Investments in high availability infrastructure and adherence to accepted IT processes and standards like ISO and ITIL are important elements of LightEdge Solutions‘ commitment to ensuring uninterrupted uptime of its Power Cloud, according to LightEdge Solutions Architect Roger Mellman.
“A significant value LightEdge delivers to iSeries customers is our hardened data center infrastructure and strict process adherence,” Mellman tells IT Jungle. “We employ a reference architecture, which forces elimination of single points of failure in our infrastructure, network, and systems. We are architected for high availability both within and across our multiple data centers.
The company runs Vision Solutions‘ MIMIX high availability software to replicate its customers’ production IBM i data in real time to secondary servers running in secondary data centers, which offers the highest levels of recovery point and recovery time objectives. For customers who can’t justify the expense of a full HA solution. LightEdge offers backups on EMC DataDomain VTLs, which also involves multi-site replication and DataDomain’s exclusive data reduction technology.
While there’s no way to stop freak occurrences from happening – like the AWS employee entering the wrong number of servers to take down will surely tell you – careful planning can mitigate most of the risk associated with a cloud solution.
“It is impossible to guarantee that you will never go down,” says Ralph Wasner, CTO of First National Technology Solutions, an IBM i cloud provider that we profiled in a story last week. “At the same time you can minimize the risk of an outage by building resilience in the systems and platforms we support and by proactively monitoring the environment.”

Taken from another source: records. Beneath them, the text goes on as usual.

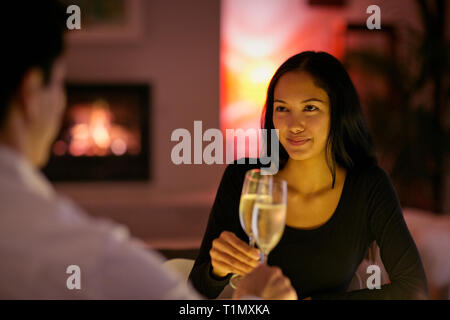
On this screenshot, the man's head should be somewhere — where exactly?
[0,0,66,166]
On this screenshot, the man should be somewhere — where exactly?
[0,0,297,299]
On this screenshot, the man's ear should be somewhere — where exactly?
[17,68,44,123]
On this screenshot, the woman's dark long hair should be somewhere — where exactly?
[261,51,377,188]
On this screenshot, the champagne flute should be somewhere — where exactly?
[252,176,287,263]
[230,169,266,289]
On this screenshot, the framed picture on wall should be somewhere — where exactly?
[43,83,151,182]
[62,0,142,44]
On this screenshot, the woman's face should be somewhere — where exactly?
[273,71,330,160]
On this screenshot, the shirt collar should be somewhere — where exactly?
[0,144,55,198]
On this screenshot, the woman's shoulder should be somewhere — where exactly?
[350,164,391,190]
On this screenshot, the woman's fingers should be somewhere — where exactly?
[213,238,258,267]
[219,231,259,260]
[211,252,250,276]
[209,231,259,277]
[210,248,254,274]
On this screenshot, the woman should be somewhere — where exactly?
[190,52,428,299]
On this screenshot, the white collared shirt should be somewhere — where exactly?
[0,145,200,299]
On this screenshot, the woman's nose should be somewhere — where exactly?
[289,119,306,134]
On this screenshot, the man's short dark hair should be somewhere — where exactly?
[0,0,67,128]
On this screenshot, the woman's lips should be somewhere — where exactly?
[286,138,311,146]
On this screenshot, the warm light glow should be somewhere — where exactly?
[59,100,140,157]
[220,0,345,156]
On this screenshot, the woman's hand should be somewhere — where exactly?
[233,264,298,300]
[209,231,260,277]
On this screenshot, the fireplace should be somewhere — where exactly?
[43,84,150,181]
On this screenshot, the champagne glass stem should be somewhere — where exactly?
[248,236,256,248]
[261,252,267,264]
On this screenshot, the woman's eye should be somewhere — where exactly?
[275,106,287,112]
[305,105,319,111]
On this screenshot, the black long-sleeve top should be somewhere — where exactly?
[189,159,429,299]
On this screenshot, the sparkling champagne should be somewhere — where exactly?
[239,193,270,237]
[252,201,286,255]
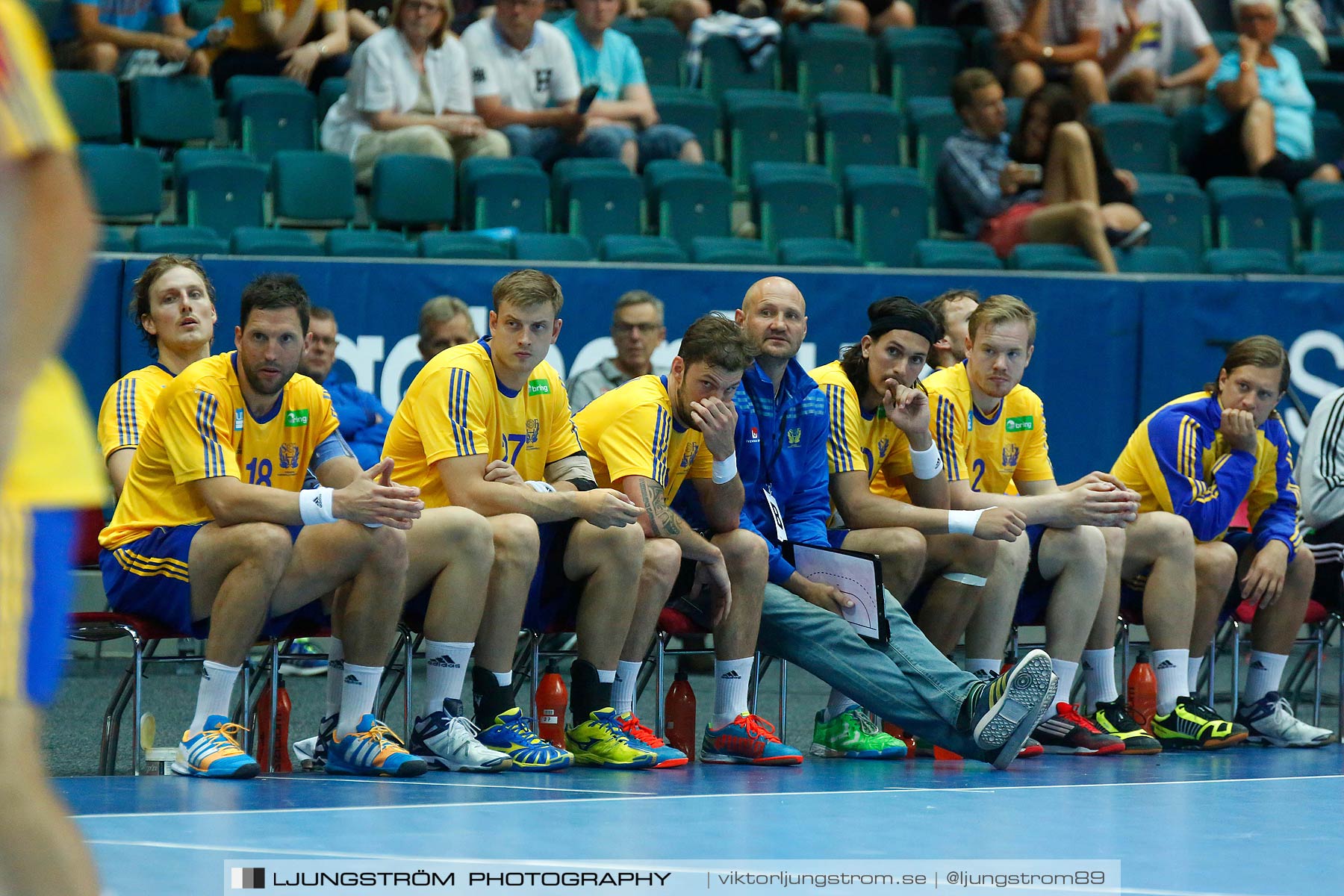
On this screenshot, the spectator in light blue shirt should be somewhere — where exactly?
[51,0,228,77]
[1191,0,1340,190]
[556,0,704,168]
[299,305,393,470]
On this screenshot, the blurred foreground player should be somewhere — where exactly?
[0,0,105,896]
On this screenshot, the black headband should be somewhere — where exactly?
[868,309,941,345]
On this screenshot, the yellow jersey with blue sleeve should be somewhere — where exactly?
[98,352,337,551]
[0,0,75,158]
[809,361,914,500]
[383,340,581,506]
[98,364,172,461]
[1112,392,1302,559]
[0,360,109,706]
[924,363,1055,494]
[574,375,714,504]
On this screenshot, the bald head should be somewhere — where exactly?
[742,277,808,316]
[736,277,808,367]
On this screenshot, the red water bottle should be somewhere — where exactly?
[882,719,915,759]
[662,672,696,762]
[252,676,294,772]
[536,659,570,750]
[1125,653,1157,733]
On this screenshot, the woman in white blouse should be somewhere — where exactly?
[323,0,509,184]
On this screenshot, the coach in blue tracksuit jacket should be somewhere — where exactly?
[676,277,1048,762]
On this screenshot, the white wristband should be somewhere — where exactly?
[910,445,942,479]
[948,508,989,535]
[299,488,336,525]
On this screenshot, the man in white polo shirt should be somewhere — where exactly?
[462,0,637,168]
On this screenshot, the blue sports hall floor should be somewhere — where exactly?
[57,744,1344,896]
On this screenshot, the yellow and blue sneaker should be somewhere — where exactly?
[324,712,429,778]
[476,706,574,771]
[172,716,261,778]
[564,706,659,768]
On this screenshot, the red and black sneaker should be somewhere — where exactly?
[1031,703,1125,756]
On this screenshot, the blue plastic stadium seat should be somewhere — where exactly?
[1297,251,1344,277]
[1008,243,1101,271]
[514,234,593,262]
[368,155,457,228]
[644,160,732,251]
[751,161,840,249]
[1116,246,1199,274]
[79,144,163,219]
[232,227,326,255]
[1204,249,1292,274]
[780,237,863,267]
[597,234,688,264]
[51,71,121,144]
[136,224,228,255]
[326,230,418,258]
[270,150,355,224]
[915,239,1004,270]
[691,237,774,264]
[844,165,933,267]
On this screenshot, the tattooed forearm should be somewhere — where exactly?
[640,479,682,538]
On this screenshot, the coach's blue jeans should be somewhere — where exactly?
[677,585,993,762]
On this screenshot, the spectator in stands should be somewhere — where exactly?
[210,0,349,96]
[1297,388,1344,610]
[919,289,980,379]
[323,0,509,184]
[938,69,1117,274]
[98,255,217,497]
[566,289,668,414]
[462,0,638,170]
[1008,84,1152,249]
[556,0,704,169]
[299,305,393,470]
[985,0,1107,106]
[780,0,915,35]
[420,296,480,361]
[1101,0,1219,111]
[1191,0,1340,190]
[51,0,228,78]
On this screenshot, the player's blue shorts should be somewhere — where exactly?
[98,523,326,638]
[0,508,79,706]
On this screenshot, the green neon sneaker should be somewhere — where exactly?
[812,706,906,759]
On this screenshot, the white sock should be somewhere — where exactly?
[336,662,383,738]
[190,659,243,731]
[615,659,644,716]
[323,638,346,719]
[1079,647,1119,713]
[1242,650,1287,704]
[425,638,476,716]
[1186,657,1204,693]
[1153,650,1189,716]
[709,657,756,728]
[1040,659,1078,721]
[966,657,1004,674]
[823,688,859,721]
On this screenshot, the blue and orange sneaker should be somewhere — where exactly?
[324,712,429,778]
[476,706,574,771]
[700,712,803,765]
[615,712,689,768]
[172,716,261,778]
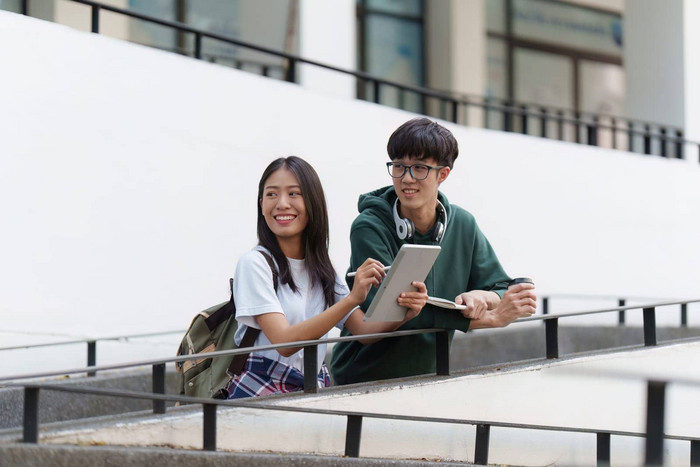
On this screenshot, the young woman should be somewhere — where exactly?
[228,156,428,399]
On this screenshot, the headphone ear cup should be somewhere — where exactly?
[396,219,413,240]
[394,200,415,240]
[433,220,445,243]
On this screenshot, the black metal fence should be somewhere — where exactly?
[0,299,700,465]
[13,0,700,165]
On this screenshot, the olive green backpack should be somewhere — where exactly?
[175,251,277,399]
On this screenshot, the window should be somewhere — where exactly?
[485,0,625,140]
[358,0,425,112]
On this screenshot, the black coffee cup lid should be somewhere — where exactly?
[508,277,535,287]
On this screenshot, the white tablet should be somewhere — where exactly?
[365,244,440,321]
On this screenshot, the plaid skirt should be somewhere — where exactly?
[228,355,331,399]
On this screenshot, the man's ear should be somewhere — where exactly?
[438,167,450,183]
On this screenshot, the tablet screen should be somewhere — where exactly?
[365,244,440,321]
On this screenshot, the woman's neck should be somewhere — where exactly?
[277,238,304,259]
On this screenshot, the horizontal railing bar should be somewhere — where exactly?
[0,329,185,351]
[514,299,700,323]
[538,293,676,301]
[0,293,700,351]
[0,299,700,381]
[8,383,700,441]
[0,328,444,381]
[57,0,699,150]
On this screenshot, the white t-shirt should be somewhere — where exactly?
[233,246,354,373]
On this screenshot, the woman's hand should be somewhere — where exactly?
[397,281,428,322]
[350,258,386,305]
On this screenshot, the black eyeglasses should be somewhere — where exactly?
[386,162,447,180]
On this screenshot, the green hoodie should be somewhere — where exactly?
[331,186,510,384]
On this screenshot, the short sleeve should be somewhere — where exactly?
[233,250,284,329]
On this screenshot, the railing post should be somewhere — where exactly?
[617,298,627,326]
[690,440,700,465]
[22,388,39,444]
[644,124,651,154]
[681,303,688,328]
[435,331,450,376]
[482,97,492,128]
[540,107,547,138]
[87,341,97,376]
[474,424,491,465]
[676,130,683,159]
[557,110,564,141]
[345,415,362,457]
[596,433,610,466]
[644,381,666,465]
[284,58,297,83]
[574,111,581,144]
[91,5,100,34]
[194,32,202,60]
[304,345,318,394]
[643,307,656,347]
[544,318,559,358]
[588,115,598,146]
[627,121,634,152]
[503,102,513,131]
[659,128,668,157]
[151,363,165,413]
[202,404,217,451]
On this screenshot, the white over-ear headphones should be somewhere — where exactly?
[393,199,447,243]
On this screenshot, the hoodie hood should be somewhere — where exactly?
[357,186,452,238]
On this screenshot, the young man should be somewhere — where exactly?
[331,118,536,384]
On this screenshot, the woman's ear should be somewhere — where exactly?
[438,167,451,183]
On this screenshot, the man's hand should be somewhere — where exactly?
[454,290,500,320]
[397,281,428,322]
[470,283,537,329]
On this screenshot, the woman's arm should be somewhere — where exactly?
[256,258,388,357]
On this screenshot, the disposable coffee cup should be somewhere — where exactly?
[508,277,535,287]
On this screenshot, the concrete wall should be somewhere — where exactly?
[0,12,700,366]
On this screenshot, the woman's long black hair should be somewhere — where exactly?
[257,156,336,307]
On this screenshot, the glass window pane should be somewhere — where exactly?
[579,60,628,151]
[484,38,508,130]
[513,48,576,141]
[0,0,20,13]
[366,0,423,16]
[486,0,506,34]
[513,0,622,57]
[365,14,423,112]
[129,0,177,51]
[513,48,574,109]
[365,15,423,85]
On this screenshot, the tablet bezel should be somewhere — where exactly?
[364,243,440,322]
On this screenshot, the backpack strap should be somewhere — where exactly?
[228,251,278,377]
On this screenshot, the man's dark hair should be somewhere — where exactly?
[386,118,459,169]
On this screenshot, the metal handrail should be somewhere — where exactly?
[16,0,700,161]
[0,299,700,392]
[10,370,700,465]
[5,299,700,465]
[0,328,447,382]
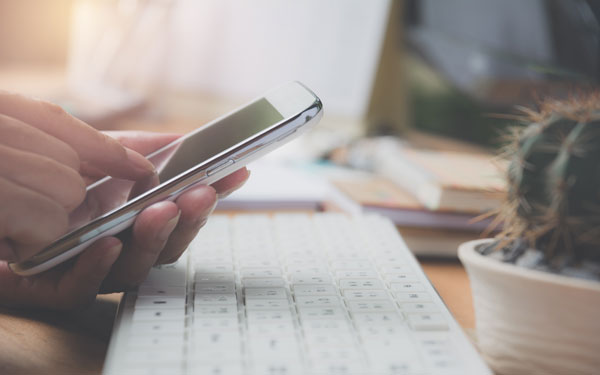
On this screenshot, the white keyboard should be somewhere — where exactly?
[104,214,491,375]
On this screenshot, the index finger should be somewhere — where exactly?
[0,91,154,180]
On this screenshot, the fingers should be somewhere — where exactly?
[54,237,122,309]
[0,177,68,261]
[211,167,250,198]
[104,131,181,155]
[102,202,179,292]
[0,114,79,171]
[0,145,86,214]
[0,91,154,179]
[156,185,217,264]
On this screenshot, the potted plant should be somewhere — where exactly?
[459,94,600,375]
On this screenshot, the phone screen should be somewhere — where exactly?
[69,98,284,232]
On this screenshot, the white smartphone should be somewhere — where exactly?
[9,82,323,276]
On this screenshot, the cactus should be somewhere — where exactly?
[488,93,600,269]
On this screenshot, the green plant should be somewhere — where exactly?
[484,93,600,270]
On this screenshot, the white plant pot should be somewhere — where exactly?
[458,239,600,375]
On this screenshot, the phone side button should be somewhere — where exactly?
[206,159,235,176]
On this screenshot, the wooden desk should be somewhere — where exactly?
[0,261,474,375]
[0,67,474,375]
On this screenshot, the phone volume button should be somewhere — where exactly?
[206,159,235,176]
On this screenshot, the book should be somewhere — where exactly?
[331,175,493,233]
[217,160,330,211]
[352,138,506,213]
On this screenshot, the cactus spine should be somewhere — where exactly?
[498,94,600,268]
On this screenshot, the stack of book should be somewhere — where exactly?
[332,145,506,257]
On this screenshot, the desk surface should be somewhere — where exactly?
[0,68,474,374]
[0,260,474,374]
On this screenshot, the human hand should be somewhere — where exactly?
[0,91,154,261]
[0,93,248,309]
[95,132,249,292]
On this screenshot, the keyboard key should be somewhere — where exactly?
[290,274,332,285]
[294,284,337,296]
[393,292,431,303]
[339,279,383,290]
[194,272,235,284]
[244,288,287,300]
[299,307,346,320]
[348,300,396,312]
[138,284,186,297]
[127,332,184,350]
[144,262,187,287]
[248,335,300,362]
[194,293,237,306]
[189,362,244,375]
[246,299,290,310]
[131,319,185,336]
[335,270,377,279]
[400,302,440,313]
[296,296,342,309]
[385,272,419,283]
[193,316,239,332]
[407,313,448,331]
[352,312,402,326]
[246,310,292,325]
[254,358,305,375]
[194,282,235,294]
[390,282,425,292]
[242,277,285,288]
[135,296,185,310]
[240,267,282,278]
[342,289,389,301]
[131,308,185,322]
[194,305,238,318]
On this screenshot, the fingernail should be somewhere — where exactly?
[158,211,181,242]
[193,217,208,229]
[217,171,250,199]
[99,242,123,269]
[206,199,219,216]
[125,148,156,174]
[0,241,16,262]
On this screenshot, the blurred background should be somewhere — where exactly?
[0,0,600,153]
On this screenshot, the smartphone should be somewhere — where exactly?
[9,82,323,276]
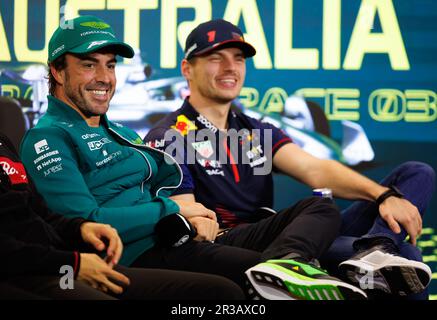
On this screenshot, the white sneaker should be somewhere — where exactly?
[339,243,432,296]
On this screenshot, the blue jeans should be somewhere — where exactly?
[321,161,435,299]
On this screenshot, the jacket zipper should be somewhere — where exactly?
[108,127,183,196]
[223,139,240,183]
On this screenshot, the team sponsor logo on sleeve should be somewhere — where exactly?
[191,140,214,158]
[146,139,165,149]
[0,157,28,185]
[81,133,100,140]
[34,139,50,154]
[197,114,218,133]
[171,114,197,136]
[87,138,112,151]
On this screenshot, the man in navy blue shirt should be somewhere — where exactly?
[145,20,434,299]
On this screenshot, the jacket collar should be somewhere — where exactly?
[47,95,109,127]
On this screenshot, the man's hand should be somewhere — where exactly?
[172,199,217,221]
[187,217,219,241]
[77,253,130,294]
[379,197,422,245]
[80,222,123,268]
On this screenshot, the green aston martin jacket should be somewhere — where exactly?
[21,96,182,265]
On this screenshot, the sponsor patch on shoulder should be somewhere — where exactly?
[0,157,28,185]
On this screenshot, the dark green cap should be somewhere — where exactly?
[48,16,134,62]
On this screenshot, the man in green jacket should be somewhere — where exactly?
[21,16,365,299]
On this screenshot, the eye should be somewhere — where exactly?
[235,55,246,62]
[83,62,94,69]
[209,54,221,62]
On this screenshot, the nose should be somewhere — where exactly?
[95,65,112,84]
[223,57,236,71]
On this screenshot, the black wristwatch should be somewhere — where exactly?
[375,185,404,207]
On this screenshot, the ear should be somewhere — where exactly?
[50,64,65,85]
[181,59,192,81]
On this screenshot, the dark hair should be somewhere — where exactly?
[47,54,67,96]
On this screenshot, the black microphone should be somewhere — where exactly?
[155,213,197,247]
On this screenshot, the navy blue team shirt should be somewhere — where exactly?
[144,99,292,228]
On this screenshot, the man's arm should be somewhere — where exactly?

Careful construction of the private cloud environment can reduce – but not entirely eliminate – the possibility of an extended outage,” Wasner says.
“FNTS invests in hardening our systems with redundant network/systems and the best of breed hardware,” he says. “Nothing at FNTS is single threaded. We actively monitor for issues but we also monitor for the indicators of a pending issue.”
Hoping and Praying
According to Massiello, most managed service providers (MSPs) hosting private IBM i clouds take pains to ensure redundancies up and down the stack. But, there are exceptions.
“The IBM i community is small. We all know one another. All the people who are in this have the right infrastructure. They’ve been doing it a long time,” he says. “It’s the people who are pretending to be cloud providers – those are the ones you have to be worried about.”
IBM i cloud shoppers should make sure their prospective cloud providers have invested in the redundancies necessary to overcome most problems that can crop up.
“There have been some business partners in the market who have decided they’re going to have a cloud and host their customer on it, and it’s in the same computer room that they’re running their own workloads on,” he says. “The redundancies are not there.”
They should also look at the personnel involved in monitoring and managing the cloud operation, which is a 24/7/365 affair. “You just have a guy who works from 8-5 Monday through Friday and Friday he leaves and is going to come in Monday and check to see if the machine is up,” Massiello says. “That’s not a cloud. That’s a hope and a prayer.”